Pour nous, les nouvelles technologies ne sont pas de la technique mais, pour
l'essentiel, de la pédagogie. Je rejoindrai la conclusion du
président François-Poncet en disant que le problème majeur
n'est pas technique mais davantage un problème de révolution des
esprits. C'est à ce niveau qu'il faut agir.
C'est pourquoi je me soucie fortement du fait que la mise en place de ces
nouvelles technologies ne soit pas contradictoire avec la logique qu'elle
présuppose.
Ceci implique de ne pas omettre de se soucier du contenu et des acteurs qui
vont l'utiliser. Je refuse donc -et la région est dans le même
état d'esprit- d'équiper un établissement qui ne dispose
pas de projet ni d'acteurs, car je sais que les instruments resteront au
placard.
Je me méfie des bilans quantitatifs, certes très lisibles, mais
qui ne permettent pas de savoir ce qui fonctionne réellement !

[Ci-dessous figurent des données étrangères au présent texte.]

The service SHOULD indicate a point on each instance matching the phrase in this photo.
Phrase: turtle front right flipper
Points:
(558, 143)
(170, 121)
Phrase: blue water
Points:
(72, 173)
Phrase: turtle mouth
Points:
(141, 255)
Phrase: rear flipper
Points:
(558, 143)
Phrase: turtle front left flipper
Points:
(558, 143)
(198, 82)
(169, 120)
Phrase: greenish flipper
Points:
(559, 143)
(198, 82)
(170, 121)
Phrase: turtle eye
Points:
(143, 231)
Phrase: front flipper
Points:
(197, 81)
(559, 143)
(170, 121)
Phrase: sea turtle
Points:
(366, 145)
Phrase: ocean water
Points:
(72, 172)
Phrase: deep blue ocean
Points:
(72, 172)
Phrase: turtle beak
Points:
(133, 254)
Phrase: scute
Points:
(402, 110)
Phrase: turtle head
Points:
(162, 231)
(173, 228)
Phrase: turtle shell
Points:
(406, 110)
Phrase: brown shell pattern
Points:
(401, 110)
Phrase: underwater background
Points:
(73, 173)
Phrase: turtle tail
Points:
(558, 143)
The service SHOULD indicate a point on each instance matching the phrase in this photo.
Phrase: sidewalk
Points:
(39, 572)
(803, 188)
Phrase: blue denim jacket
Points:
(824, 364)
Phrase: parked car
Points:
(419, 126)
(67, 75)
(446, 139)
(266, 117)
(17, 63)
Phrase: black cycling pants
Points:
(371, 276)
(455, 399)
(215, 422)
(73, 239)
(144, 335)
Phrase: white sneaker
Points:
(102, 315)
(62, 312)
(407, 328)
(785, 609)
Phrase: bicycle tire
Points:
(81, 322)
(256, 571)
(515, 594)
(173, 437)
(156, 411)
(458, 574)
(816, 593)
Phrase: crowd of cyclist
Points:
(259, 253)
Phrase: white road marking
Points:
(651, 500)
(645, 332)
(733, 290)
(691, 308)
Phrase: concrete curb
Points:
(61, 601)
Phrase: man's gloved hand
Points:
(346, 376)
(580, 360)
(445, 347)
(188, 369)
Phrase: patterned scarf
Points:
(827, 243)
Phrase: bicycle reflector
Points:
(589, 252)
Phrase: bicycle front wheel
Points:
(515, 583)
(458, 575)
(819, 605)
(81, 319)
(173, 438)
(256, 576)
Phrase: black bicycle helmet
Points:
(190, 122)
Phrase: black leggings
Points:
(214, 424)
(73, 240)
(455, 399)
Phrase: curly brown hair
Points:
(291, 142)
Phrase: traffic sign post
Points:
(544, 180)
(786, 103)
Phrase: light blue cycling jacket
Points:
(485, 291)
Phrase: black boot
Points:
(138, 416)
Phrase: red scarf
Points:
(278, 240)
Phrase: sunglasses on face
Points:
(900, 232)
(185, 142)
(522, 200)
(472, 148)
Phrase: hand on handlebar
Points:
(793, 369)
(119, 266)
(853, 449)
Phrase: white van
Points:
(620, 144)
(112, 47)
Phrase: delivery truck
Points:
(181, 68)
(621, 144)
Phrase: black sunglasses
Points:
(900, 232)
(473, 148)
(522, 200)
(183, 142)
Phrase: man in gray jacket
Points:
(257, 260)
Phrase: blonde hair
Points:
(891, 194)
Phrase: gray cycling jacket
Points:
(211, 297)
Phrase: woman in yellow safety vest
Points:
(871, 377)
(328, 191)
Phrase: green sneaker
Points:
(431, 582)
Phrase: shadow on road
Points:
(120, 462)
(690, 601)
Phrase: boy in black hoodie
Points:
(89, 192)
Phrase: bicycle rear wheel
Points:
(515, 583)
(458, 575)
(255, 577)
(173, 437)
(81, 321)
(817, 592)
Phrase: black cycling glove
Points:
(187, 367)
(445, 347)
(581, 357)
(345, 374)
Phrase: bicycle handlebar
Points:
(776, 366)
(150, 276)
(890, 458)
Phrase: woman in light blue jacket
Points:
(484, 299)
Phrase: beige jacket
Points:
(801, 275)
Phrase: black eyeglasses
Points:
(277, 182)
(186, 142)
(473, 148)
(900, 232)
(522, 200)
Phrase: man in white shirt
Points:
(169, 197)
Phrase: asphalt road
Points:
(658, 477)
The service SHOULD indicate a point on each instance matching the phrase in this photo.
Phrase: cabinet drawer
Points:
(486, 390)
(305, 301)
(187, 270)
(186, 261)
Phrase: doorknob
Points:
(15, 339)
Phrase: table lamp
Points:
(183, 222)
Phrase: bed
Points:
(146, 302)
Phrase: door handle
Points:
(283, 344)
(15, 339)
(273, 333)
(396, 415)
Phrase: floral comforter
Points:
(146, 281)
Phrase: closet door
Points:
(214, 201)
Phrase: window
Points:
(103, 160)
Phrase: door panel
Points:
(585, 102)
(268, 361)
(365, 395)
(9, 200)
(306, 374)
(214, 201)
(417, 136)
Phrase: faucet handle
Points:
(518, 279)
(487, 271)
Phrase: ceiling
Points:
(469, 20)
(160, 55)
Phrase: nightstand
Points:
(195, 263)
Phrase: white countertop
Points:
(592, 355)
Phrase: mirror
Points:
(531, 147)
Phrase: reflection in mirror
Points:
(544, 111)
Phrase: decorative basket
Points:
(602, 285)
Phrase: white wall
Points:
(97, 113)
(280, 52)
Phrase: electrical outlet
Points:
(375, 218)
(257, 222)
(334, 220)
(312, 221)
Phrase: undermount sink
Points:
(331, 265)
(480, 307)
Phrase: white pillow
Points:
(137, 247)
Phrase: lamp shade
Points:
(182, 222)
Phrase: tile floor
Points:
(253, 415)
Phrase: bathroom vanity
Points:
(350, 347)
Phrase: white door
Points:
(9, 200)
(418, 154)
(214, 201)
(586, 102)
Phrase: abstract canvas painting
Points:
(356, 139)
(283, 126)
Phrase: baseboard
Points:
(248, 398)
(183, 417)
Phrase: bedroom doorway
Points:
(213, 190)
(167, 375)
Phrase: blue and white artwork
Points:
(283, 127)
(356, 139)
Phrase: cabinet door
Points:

Il convient donc de mettre l'accent sur l'importance décisive de la
sensibilisation et de la formation. Il s'agit de convaincre les sceptiques, de
faire tomber les réticences et de susciter des vocations.
Dès lors, il faut rassurer les professeurs de base sur les
difficultés, bien distinguer les personnes "ressources-techniques" des
professeurs de base et insister sur le fait que cela ne diminue pas le
rôle de ces derniers mais le transforme !
Il faut donc éviter d'en rester à une petite minorité
-danger des établissements expérimentaux- et prendre son temps,
en allant à un rythme déterminé, sans bousculer les
choses, ni décourager les volontés.
Il est donc nécessaire de recourir à un réseau
d'établissements d'appui, qui ont pour but de sensibiliser leurs voisins
et faire que des enseignants puissent expliquer ce que font d'autres
enseignants. C'est à niveau que se réalisera la conversion.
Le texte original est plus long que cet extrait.